George Meng, a product manager for Microsoft Corp., explained that the Outlook Express e-mail client bundled with his company's forthcoming version of Internet Explorer would allow messages to contain custom-designed letterhead, scanned versions of handwritten signatures, colored pages and other multimedia niceties.

"Whatever you've seen and experienced out on the Web, you can now incorporate as part of e-mail," Meng said.

Black remains unconvinced that HTML-encoded e-mail will become the lingua nuova of cross-platform messaging. Instead, he wondered about the potential of reading file attachments in a common format like Adobe Systems Inc.'s PDF.

"I think it's more likely that we will emerge with something like that in terms of general acceptance than HTML formatting," he said. "HTML is still beyond what most normal human beings want to know."

Regardless of the technique, adding graphic-design content to e-mail messages will not necessarily result in eye-pleasing pages.

In his book, Black criticizes the overly busy designs of many Web sites. Meng agreed that an injudicious use of the HTML capabilities in e-mail could ravage some retinas.

"The experience I compare it to is when fonts first became available and everybody's communication started looking like a ransom note. You have that danger," Meng said.

Black, however, was confident that common sense would prevail.

"I'm not one of those designers who's afraid of the great unwashed getting their hands on fonts and layout tools," he said. "I believe that the general level of graphic communication has been improved by desktop publishing."

There are limits to what graphics can express, though, Black said.
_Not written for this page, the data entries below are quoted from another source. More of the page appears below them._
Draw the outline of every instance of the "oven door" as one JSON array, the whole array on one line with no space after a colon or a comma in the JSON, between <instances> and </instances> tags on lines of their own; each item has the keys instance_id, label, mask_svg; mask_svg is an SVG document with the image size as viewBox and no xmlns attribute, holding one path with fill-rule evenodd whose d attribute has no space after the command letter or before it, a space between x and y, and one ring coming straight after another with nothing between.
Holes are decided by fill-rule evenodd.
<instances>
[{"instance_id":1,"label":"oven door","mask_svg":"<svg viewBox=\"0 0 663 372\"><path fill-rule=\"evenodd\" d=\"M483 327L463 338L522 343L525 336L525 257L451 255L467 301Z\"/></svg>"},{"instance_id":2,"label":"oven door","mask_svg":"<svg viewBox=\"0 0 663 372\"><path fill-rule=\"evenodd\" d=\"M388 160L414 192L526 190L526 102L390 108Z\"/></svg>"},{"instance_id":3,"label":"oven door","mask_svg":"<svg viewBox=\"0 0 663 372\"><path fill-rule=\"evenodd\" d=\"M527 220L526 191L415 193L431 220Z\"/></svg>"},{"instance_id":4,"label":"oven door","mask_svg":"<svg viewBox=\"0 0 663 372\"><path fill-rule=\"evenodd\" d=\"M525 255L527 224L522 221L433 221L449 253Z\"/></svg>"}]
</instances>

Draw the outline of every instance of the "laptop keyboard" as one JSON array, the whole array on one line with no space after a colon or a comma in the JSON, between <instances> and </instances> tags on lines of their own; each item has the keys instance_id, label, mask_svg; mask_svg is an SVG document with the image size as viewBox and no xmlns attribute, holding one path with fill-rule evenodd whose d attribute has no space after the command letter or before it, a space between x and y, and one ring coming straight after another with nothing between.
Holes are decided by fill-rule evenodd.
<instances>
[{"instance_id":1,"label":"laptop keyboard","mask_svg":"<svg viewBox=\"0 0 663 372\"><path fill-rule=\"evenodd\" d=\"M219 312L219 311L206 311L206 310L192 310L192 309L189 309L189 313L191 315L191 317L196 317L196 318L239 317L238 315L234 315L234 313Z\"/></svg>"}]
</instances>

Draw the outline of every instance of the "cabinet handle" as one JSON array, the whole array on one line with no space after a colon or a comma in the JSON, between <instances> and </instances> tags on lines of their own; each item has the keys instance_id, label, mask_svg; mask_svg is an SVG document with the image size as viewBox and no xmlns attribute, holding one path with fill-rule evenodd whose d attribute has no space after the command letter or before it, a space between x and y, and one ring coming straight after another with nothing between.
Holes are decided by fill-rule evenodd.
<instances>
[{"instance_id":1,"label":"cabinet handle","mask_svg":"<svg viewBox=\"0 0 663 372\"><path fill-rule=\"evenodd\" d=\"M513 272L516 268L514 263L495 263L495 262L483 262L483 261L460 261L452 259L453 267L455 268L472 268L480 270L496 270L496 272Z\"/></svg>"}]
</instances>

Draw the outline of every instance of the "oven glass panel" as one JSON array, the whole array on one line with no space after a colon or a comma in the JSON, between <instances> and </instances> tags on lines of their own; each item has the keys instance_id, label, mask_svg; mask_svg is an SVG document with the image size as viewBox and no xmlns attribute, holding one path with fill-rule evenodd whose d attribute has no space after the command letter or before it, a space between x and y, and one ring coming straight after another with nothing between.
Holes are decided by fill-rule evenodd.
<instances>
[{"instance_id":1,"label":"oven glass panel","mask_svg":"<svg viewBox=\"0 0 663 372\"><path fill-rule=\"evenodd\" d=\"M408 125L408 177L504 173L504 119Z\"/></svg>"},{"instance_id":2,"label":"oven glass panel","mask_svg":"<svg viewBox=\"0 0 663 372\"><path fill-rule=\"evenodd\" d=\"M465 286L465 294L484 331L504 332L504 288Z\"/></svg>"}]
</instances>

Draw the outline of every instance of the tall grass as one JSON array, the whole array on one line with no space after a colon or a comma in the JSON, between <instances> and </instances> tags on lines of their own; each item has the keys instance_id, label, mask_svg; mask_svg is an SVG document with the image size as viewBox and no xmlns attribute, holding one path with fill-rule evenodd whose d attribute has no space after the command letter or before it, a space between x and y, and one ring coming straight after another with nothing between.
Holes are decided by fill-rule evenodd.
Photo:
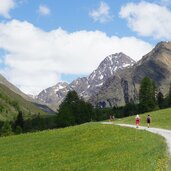
<instances>
[{"instance_id":1,"label":"tall grass","mask_svg":"<svg viewBox=\"0 0 171 171\"><path fill-rule=\"evenodd\" d=\"M165 170L166 151L158 135L88 123L1 138L0 170Z\"/></svg>"}]
</instances>

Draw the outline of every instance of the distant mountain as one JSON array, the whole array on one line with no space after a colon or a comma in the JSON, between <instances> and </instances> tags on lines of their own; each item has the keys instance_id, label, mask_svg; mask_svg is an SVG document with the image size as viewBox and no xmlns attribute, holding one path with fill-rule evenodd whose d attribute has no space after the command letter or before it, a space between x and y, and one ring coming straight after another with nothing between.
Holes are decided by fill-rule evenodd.
<instances>
[{"instance_id":1,"label":"distant mountain","mask_svg":"<svg viewBox=\"0 0 171 171\"><path fill-rule=\"evenodd\" d=\"M10 90L12 90L13 92L19 94L20 96L22 96L24 99L32 101L33 99L29 96L27 96L26 94L24 94L20 89L18 89L16 86L14 86L13 84L11 84L4 76L2 76L0 74L0 84L5 85L6 87L8 87Z\"/></svg>"},{"instance_id":2,"label":"distant mountain","mask_svg":"<svg viewBox=\"0 0 171 171\"><path fill-rule=\"evenodd\" d=\"M122 106L131 99L138 102L140 82L145 76L154 80L158 89L166 95L171 82L171 42L158 43L135 65L117 71L117 74L91 96L90 101L94 105Z\"/></svg>"},{"instance_id":3,"label":"distant mountain","mask_svg":"<svg viewBox=\"0 0 171 171\"><path fill-rule=\"evenodd\" d=\"M19 110L23 112L25 118L31 118L38 114L47 115L32 102L0 84L0 120L13 120L18 115Z\"/></svg>"},{"instance_id":4,"label":"distant mountain","mask_svg":"<svg viewBox=\"0 0 171 171\"><path fill-rule=\"evenodd\" d=\"M107 79L135 63L133 59L123 53L107 56L88 77L74 80L71 84L58 83L53 87L43 90L37 100L47 104L53 109L57 108L69 90L75 90L85 100L96 94Z\"/></svg>"},{"instance_id":5,"label":"distant mountain","mask_svg":"<svg viewBox=\"0 0 171 171\"><path fill-rule=\"evenodd\" d=\"M41 104L48 105L56 111L56 106L62 102L67 92L71 89L68 83L59 82L55 86L41 91L38 96L36 96L36 100Z\"/></svg>"}]
</instances>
As ever, content remains king.

"Never mind all this graphics stuff we're talking about. What about the language? Maybe that's the key to making e-mail work," he said excitedly. "The basic idea of communicating by writing is re-entering human life."

He said he enjoys the telegraphic feel of e-mail messages, with their informal sensibility, truncated phrases and occasional typographical errors. "There's an urgency in the style that's refreshing," he said.

Black believes that it is up to the writer to combine characters in a way that will express the author's character.

"If you're looking to inject your e-mail with personality, a little bit of simple formatting helps," he said. "Ultimately, it may be the actual writing where the personality comes in."